Pienso en el Diego y en la literatura y todo se desdibuja y de golpe me quedo pensando en el amor, en el amor como aprendimos a sentirlo, que también se desprende de una figura como el Diego que despertó en generaciones incondicionalidad, repulsión y maravilla, todo junto. Y ya no hablo de contradicciones, habemos quienes no sentimos este amor una contradicción: hablo de los millones de conceptos que nos hacen enterxs. A cada unx de nosotrxs. Hay extremos que se pueden tocar en una sola persona y ni la persona más chata está conformada por una sola cara, somos cuerpos dimensionales. Entonces pienso, nosotrxs somos una generación que nació después de Maradona y también aprendimos a amar en un país que ya amaba a Maradona. Nuestro amor es el hijo del amor a Maradona. Y si amamos a Maradona lo amamos por un montón de motivos.

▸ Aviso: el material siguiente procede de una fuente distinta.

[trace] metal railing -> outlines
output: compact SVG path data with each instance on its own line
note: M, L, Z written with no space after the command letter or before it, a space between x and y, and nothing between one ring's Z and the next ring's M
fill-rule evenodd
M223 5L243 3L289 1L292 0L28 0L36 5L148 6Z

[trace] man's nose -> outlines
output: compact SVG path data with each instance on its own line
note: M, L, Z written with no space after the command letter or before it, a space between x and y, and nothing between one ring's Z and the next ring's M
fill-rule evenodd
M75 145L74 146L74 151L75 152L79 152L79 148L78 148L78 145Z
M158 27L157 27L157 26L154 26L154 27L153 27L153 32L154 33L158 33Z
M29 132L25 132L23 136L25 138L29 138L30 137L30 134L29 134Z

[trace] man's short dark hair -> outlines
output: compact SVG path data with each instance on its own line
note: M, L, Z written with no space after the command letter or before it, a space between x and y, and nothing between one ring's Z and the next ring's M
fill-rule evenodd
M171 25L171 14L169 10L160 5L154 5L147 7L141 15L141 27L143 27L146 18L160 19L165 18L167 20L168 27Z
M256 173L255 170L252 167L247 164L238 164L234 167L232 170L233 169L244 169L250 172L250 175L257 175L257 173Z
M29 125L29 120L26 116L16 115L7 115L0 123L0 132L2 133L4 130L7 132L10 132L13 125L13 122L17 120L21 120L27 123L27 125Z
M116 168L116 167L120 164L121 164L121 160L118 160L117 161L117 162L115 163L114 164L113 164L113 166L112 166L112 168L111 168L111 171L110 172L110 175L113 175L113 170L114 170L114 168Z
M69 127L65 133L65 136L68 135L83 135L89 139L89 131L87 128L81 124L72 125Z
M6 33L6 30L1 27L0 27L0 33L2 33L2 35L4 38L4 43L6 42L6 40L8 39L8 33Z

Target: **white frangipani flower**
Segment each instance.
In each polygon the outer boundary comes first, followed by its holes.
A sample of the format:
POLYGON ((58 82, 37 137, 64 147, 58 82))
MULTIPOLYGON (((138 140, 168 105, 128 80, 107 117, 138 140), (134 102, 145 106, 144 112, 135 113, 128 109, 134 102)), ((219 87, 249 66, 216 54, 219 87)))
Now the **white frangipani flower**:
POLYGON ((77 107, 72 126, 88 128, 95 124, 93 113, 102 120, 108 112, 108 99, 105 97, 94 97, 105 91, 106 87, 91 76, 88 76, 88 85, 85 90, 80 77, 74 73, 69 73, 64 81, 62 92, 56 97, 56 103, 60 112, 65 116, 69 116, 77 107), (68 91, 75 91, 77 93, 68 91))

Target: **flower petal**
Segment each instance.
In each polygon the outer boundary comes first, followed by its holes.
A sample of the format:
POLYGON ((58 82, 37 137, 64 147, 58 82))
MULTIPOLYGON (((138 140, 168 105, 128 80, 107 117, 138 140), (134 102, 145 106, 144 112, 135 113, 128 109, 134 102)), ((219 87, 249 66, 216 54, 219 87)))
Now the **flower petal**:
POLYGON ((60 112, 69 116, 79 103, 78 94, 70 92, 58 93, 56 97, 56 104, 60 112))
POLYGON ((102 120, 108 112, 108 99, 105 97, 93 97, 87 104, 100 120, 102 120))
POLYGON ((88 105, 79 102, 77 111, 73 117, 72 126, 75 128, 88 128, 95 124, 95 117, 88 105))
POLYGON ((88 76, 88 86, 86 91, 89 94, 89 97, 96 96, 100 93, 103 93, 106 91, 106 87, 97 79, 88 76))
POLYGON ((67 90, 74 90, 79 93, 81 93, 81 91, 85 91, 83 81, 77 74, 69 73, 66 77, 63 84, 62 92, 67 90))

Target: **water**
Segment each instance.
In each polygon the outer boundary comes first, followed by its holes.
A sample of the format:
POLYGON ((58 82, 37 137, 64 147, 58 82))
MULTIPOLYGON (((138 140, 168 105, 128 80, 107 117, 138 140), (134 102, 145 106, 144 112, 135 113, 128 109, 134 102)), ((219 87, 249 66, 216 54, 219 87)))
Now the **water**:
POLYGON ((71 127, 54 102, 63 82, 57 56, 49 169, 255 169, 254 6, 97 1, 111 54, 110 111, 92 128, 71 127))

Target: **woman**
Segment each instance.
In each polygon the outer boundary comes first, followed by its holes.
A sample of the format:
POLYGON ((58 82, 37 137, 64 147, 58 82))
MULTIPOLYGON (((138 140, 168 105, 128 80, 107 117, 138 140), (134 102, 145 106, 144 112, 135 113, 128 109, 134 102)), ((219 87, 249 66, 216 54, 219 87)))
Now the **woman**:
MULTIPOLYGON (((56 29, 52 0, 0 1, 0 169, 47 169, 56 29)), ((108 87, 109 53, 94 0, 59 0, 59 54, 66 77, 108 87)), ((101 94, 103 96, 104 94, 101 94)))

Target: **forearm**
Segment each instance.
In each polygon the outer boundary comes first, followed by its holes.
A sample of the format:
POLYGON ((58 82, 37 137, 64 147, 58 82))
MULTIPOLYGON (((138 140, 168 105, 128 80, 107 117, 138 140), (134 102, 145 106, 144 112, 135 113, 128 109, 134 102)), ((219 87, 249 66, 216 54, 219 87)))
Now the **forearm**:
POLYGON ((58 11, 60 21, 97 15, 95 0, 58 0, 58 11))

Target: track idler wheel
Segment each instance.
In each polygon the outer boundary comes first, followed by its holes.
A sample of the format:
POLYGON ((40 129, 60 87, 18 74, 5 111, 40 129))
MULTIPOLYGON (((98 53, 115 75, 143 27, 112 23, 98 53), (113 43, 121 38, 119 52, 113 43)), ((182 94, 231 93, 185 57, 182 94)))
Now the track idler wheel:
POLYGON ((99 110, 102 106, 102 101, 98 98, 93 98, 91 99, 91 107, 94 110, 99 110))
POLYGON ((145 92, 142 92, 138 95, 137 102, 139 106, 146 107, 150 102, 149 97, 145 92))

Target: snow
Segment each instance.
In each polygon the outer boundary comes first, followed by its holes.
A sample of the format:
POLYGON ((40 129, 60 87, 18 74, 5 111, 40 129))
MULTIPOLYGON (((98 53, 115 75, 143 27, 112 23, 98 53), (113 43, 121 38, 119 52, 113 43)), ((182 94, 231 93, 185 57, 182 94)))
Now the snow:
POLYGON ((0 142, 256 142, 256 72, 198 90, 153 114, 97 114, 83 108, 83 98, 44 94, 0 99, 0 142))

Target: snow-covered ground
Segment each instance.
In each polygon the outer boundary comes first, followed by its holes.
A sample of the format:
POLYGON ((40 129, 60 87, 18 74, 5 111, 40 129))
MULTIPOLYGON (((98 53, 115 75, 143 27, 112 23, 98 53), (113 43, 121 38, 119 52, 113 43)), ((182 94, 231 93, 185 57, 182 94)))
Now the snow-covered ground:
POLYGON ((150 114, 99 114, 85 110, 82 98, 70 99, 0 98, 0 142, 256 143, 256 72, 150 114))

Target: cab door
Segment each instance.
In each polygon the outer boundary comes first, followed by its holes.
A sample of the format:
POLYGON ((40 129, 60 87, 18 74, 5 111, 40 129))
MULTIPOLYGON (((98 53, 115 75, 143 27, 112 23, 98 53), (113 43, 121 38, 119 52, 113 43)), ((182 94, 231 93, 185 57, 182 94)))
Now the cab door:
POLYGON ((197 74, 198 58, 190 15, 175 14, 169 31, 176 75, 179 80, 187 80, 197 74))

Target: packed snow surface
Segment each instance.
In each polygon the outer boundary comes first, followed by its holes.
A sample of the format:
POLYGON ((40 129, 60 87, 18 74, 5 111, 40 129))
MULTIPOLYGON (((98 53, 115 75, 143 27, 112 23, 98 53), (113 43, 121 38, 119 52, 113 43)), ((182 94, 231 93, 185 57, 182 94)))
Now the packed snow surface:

No necesitamos nombrar lo que nos genera contradicciones, eso se lo dejamos a lxs otrxs porque, si tenés que explicar el amor, qué carajo es el amor entonces. El amor es una cosa inexplicable, francamente. Algunxs de nosotrxs vivimos una relación constante y multilateral con el lenguaje, con los lenguajes y así y todo nos excede cuando queremos ir más allá con algunas cosas.
Hasta el tipo más grande de la historia popular de este país estuvo cargado de miserias heredadas de un sistema que no eligió. ¿Qué es eso sino literatura? No lo exculpo, ni me corresponde a mí hacerlo. Elijo leerlo sin saludarme las páginas que me hacen remover incómoda en el asiento. Que Maradona no sea una figura inmaculada: que sea una figura toda imperfecta, súper humana, una figura que nos invita a la reflexión y nos obliga a pararnos frente al espejo y preguntarnos y ahora qué onda.
Dando pasos es que avanzamos y en eso sentimos, dolemos, amamos. No son los sentimientos una ciencia racional. No es que sea imposible, pero se arruinan.
Maradona eximorónico: el pibe de Villa Fiorito que están duelando en todo el mundo. Si fuera un cuento, habría que cuidarse muy bien de mantener el verosímil. Las tapas de los diarios de países que desconocemos lo sacaron en la tapa: eso es el Diego. El Diego llegó a millonario y no se tiró bajo la falda de ninguna realeza con las manos y las patas para arriba, la lengua para afuera pidiendo mimitos diciendo gracias por sacarme de la calle. Y no porque él haya salido solo de la calle, porque se lo haya ganado tra-ba-jan-do. No, no se doblegó porque no estaba en su espíritu: algunos nacemos, vivimos y moriremos siendo animales salvajes. Eso no lo vimos en ninguna novela de El Trece.
Sin deberle nada a nadie, el Diego salió del barro el día en que nació y escaló y escaló y, en cada escalón que subía, volvía a embarrarse la cancha él mismo, como si llevara un jardín móvil, y elegía no salir de su mugre. Habitó sus miserias brindando alegría a su pueblo mientras luchaba con sus demonios internos.
Y ¿quién no tiene demonios? Hay quienes los nombramos y quienes los guardan en el cajón, pero no le crean a nadie que finja desconocerlos, que finja que no existen. Diego Armando Maradona para mí es toda esa imperfección canalizada en un cuerpo que me ayuda a perdonar la miseria. No la de él, no la de mi viejo, no la de nadie más que la mía. Perdono mis miserias porque entiendo que no hay escalón alguno al que no me vayan a acompañar.
Y esto me obliga a elegir: o abrazarlas, o escindirlas de mí hasta que se vuelvan autónomas y me aplasten. Abrazada a ellas, sin olvidarlas, puedo hacerles frente con su ayuda. Prueben, amen. No hay amor en el mundo que resista un marco teórico y eso está muy bien, menos mal. Y después, escriban, que enamorarse de las palabras un día y después divorciarse de la mayor fuente de inspiración que podremos encontrar en estos días es, francamente, un desperdicio absoluto.